From a Jewish perspective, the most worrying aspect of the results of this European election, is the extent to which right-wing parties attracted support.  Many of these right-wing parties have strong neo-Nazi and anti-Semitic elements to them, something which is commonly known and unashamedly made public.  The reason that these nationalist parties are gaining in support is twofold.  Firstly, many Europeans feel the influx of foreigners to Europe over the past few years, such that immigrants from the Middle East and the Far East are creating an entirely different atmosphere than was previously the case in Europe.  It has also created a security threat in Europe that is unprecedented in recent times.  We all know the realities that we face when travelling by air.  We also know that these security threats are not caused by native-born Europeans (even though some of the terrorists do carry European legitimate passports).  A vote for the nationalists is seen as a vote to oppose the hijacking of Europe, as it has been taking place in recent years.

Of much greater concern, however, is the strength of anti-Semitic feeling evident in Europe, which is drawing people to vote for right-wing parties that promote openly anti-Semitic platforms.  The two right-wing platforms have a link.  The Muslims, who have recently made Europe their home and who threaten the security of the free world, frequently claim to be acting in opposition to Israel.  For many Europeans, the security threat that hangs over Europe and the western world is all Israel's fault.  Many believe that, if Israel was prepared to capitulate to the demands of the Palestinians, all of the world's problems could be resolved.  This gives further fuel to the anti-Semitic and anti-Zionist feelings that are on the increase across the continent.  Anti-Semitic attacks are on the increase across the continent, as has been evident in France and more recently in Belgium.  Jewish communities in Europe, that for many years existed without threat or concern, are now under siege.
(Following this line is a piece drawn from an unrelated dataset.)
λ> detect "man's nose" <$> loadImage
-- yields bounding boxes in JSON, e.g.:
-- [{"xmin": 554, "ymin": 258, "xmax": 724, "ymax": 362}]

Ironically, it is precisely this anti-Semitism and anti-Zionism that is creating the pressure on Israel to capitulate to the demands and threats of the Palestinians.  If the US administration is prepared to accept a Palestinian unity government that is comprised of an organisation that calls for Israel's destruction and is on official list of terror organisations in the USA, it is easy to see why European anti-Semitic organisations are finding much support and strength.  It is also easy to see why the Muslim community in Europe is gaining in power and strength in their local anti-Semitic activities, and in their anti-Israel activities.  The influence of these organisations should not be underestimated.  As much as Israel will always act independently to protect her safety and her security, Israel needs also to be accepted in the international community in order to ensure that she has a market for the delivery of the amazing array of goods and services that are produced in Israel.  This is a critical leg of Israel's economy to ensure a positive balance of payments.
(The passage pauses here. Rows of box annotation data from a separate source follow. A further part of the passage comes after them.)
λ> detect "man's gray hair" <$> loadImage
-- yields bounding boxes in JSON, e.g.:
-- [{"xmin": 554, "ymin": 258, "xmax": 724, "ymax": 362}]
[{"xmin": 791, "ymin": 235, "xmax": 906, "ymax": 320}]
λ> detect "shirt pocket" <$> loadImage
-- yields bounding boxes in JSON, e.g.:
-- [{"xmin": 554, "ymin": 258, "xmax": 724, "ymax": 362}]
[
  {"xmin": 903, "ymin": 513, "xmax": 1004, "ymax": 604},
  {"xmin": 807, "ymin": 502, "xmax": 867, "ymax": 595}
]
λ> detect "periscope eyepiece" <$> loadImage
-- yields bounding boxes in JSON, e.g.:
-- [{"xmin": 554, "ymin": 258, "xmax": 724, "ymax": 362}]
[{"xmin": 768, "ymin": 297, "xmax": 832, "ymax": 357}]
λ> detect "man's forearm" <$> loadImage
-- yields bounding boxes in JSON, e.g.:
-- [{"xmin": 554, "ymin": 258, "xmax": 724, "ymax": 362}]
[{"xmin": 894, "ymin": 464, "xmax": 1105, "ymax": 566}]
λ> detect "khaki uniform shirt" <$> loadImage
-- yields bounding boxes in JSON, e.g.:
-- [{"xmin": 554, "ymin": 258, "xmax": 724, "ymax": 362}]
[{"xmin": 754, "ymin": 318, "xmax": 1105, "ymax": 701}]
The open nature of the support for right-wing parties in Europe is of real concern.  It gives greater power to the anti-Semitic and anti-Israel agendas that these organisations are pursuing.  It also reinforces the mistaken notion that Israel is the cause of the lack of security in Europe.  For now, this support is mostly manifesting itself in the European Parliament elections.  The greater danger is that these organisations may also enjoy greater support in the national elections of these countries.  The Israeli government should be planning for this to happen.